I have a relatively simple problem for which I require an intelligent solution.
There are two rooms, each with 15 vases inside (30 in total).
Room A has a diamond hidden in one of the vases. This diamond is worth 1x
In Room B, there is also a diamond hidden in one of the vases, but this diamond is worth 2x
I'm allowed to search first in Room A and then in Room B, but I can only search inside 15 vases in total.
What is the optimal way to distribute my searches so that I'm always maximizing my profits? How can I extend this problem to diamonds with even bigger value differences? (i.e. 1x vs 3x)
Best, AC
This answer is wrong; I’ll be correcting it shortly.
“Maximizing my profits” isn’t a well-defined objective in a probabilistic setting. I’ll assume that you want to maximize the expected profit.
Every vase in room $A$ is worth an expected $\frac1{15}x$, whereas every vase in room $B$ is worth an expected $\frac2{15}x$, so you should search only in room $B$.

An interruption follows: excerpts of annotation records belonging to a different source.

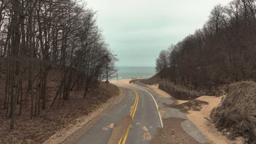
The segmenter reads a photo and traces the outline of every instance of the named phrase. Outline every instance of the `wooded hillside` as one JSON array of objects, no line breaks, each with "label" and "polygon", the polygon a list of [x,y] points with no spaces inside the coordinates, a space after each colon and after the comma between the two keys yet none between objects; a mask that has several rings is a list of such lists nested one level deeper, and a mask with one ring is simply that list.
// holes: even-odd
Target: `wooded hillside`
[{"label": "wooded hillside", "polygon": [[[31,107],[27,118],[32,119],[48,107],[63,106],[71,91],[83,91],[85,98],[107,72],[114,73],[117,59],[96,25],[96,13],[80,3],[1,1],[0,81],[4,83],[0,85],[4,91],[0,93],[4,93],[0,95],[1,109],[11,119],[11,129],[15,115],[22,115],[22,107],[27,106],[23,105],[27,97]],[[47,105],[51,70],[56,70],[60,79]]]},{"label": "wooded hillside", "polygon": [[256,79],[256,1],[216,5],[203,27],[156,59],[162,77],[191,89]]}]

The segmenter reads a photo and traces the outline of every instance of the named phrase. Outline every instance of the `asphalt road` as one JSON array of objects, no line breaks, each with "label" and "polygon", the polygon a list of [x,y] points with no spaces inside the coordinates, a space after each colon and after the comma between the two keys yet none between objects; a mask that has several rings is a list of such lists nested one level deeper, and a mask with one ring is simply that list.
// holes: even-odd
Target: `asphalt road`
[{"label": "asphalt road", "polygon": [[[149,143],[156,128],[162,125],[157,105],[152,95],[142,89],[128,85],[119,85],[126,91],[126,97],[106,113],[75,143],[107,143],[113,131],[124,118],[131,114],[133,107],[134,117],[127,133],[120,139],[120,143]],[[135,103],[137,93],[138,100]],[[135,104],[136,104],[135,106]],[[124,139],[125,137],[125,139]]]},{"label": "asphalt road", "polygon": [[[161,101],[172,104],[173,100],[159,97],[153,90],[146,87],[147,86],[139,82],[133,85],[115,84],[126,91],[126,97],[121,103],[105,113],[74,143],[107,143],[113,131],[113,128],[129,115],[132,117],[132,122],[129,124],[130,126],[125,126],[127,128],[124,128],[124,134],[121,134],[121,137],[118,139],[119,141],[117,143],[149,143],[154,138],[156,129],[163,127],[156,103]],[[185,113],[179,110],[164,107],[163,105],[161,106],[161,109],[165,111],[162,116],[163,118],[175,117],[187,119],[181,127],[199,143],[210,143],[205,136],[188,119]],[[123,123],[121,125],[123,125]]]}]

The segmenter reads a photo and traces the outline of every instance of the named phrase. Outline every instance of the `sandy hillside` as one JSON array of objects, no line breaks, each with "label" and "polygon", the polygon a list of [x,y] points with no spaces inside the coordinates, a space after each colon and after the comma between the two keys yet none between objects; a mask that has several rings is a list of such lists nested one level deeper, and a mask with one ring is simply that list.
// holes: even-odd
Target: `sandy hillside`
[{"label": "sandy hillside", "polygon": [[200,111],[189,111],[187,116],[213,143],[243,143],[239,139],[236,141],[228,140],[226,136],[222,135],[222,132],[218,131],[214,125],[207,119],[210,119],[211,110],[219,105],[222,98],[222,97],[202,96],[197,98],[198,100],[208,103],[208,104],[202,105],[202,110]]},{"label": "sandy hillside", "polygon": [[148,86],[149,87],[153,89],[154,91],[155,91],[157,94],[158,94],[160,97],[166,98],[171,98],[174,101],[175,104],[181,104],[183,103],[185,103],[188,102],[188,100],[178,100],[170,95],[168,93],[158,88],[158,85],[154,85],[151,86]]},{"label": "sandy hillside", "polygon": [[126,80],[112,80],[111,83],[115,84],[115,83],[123,83],[126,84],[129,84],[129,82],[131,81],[131,79],[126,79]]}]

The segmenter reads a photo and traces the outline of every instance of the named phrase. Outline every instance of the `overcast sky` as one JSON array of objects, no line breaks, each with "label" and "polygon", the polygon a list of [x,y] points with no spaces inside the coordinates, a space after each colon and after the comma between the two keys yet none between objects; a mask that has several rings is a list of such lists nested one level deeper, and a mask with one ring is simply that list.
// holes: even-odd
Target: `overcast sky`
[{"label": "overcast sky", "polygon": [[97,11],[98,25],[118,66],[155,66],[159,52],[207,20],[218,4],[231,0],[84,0]]}]

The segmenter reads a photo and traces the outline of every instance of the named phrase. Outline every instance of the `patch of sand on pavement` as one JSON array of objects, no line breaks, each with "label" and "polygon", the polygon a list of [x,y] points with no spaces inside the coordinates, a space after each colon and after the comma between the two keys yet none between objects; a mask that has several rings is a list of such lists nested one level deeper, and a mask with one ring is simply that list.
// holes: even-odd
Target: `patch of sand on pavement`
[{"label": "patch of sand on pavement", "polygon": [[213,124],[206,119],[210,119],[211,111],[214,107],[219,105],[222,99],[222,97],[202,96],[199,97],[196,99],[206,101],[208,103],[208,104],[202,105],[202,109],[200,111],[189,111],[187,116],[213,143],[244,143],[242,139],[238,139],[236,141],[228,140],[226,136],[222,134],[222,132],[218,131]]},{"label": "patch of sand on pavement", "polygon": [[119,124],[114,127],[108,144],[118,143],[119,140],[125,136],[127,129],[131,124],[131,117],[128,116],[124,118]]},{"label": "patch of sand on pavement", "polygon": [[144,134],[144,135],[143,135],[143,141],[149,140],[150,139],[151,139],[150,133],[148,132],[148,133],[146,133]]},{"label": "patch of sand on pavement", "polygon": [[144,130],[144,131],[148,131],[148,128],[147,128],[146,127],[143,127],[142,128],[142,129],[143,129]]},{"label": "patch of sand on pavement", "polygon": [[181,127],[182,122],[185,119],[177,118],[168,118],[162,119],[164,128],[158,128],[154,137],[151,140],[150,144],[172,143],[172,130],[174,130],[174,143],[198,144]]},{"label": "patch of sand on pavement", "polygon": [[77,118],[75,122],[56,133],[44,141],[43,144],[73,143],[100,120],[101,116],[106,113],[106,111],[109,110],[111,106],[120,103],[124,99],[126,95],[125,92],[121,88],[119,89],[119,95],[112,97],[106,103],[100,105],[96,111]]},{"label": "patch of sand on pavement", "polygon": [[129,84],[129,82],[131,81],[131,79],[126,79],[126,80],[112,80],[111,83],[114,84],[115,83],[124,83],[126,84]]},{"label": "patch of sand on pavement", "polygon": [[174,101],[175,104],[181,104],[188,101],[188,100],[182,100],[174,99],[168,93],[158,88],[158,84],[151,86],[148,85],[149,87],[153,88],[154,91],[155,91],[158,94],[159,94],[160,97],[163,97],[165,98],[172,98]]}]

You might be confused by the prospect of finding the total value of $3x$ if you first search in room $A$, but by linearity of expectation you can’t gain from that in expectation. Whatever you gain in chances of finding the $1x$ diamond, you lose in chances of finding the $2x$ diamond, leading to a net loss in expectation.
This holds for any ratio of values of the diamonds.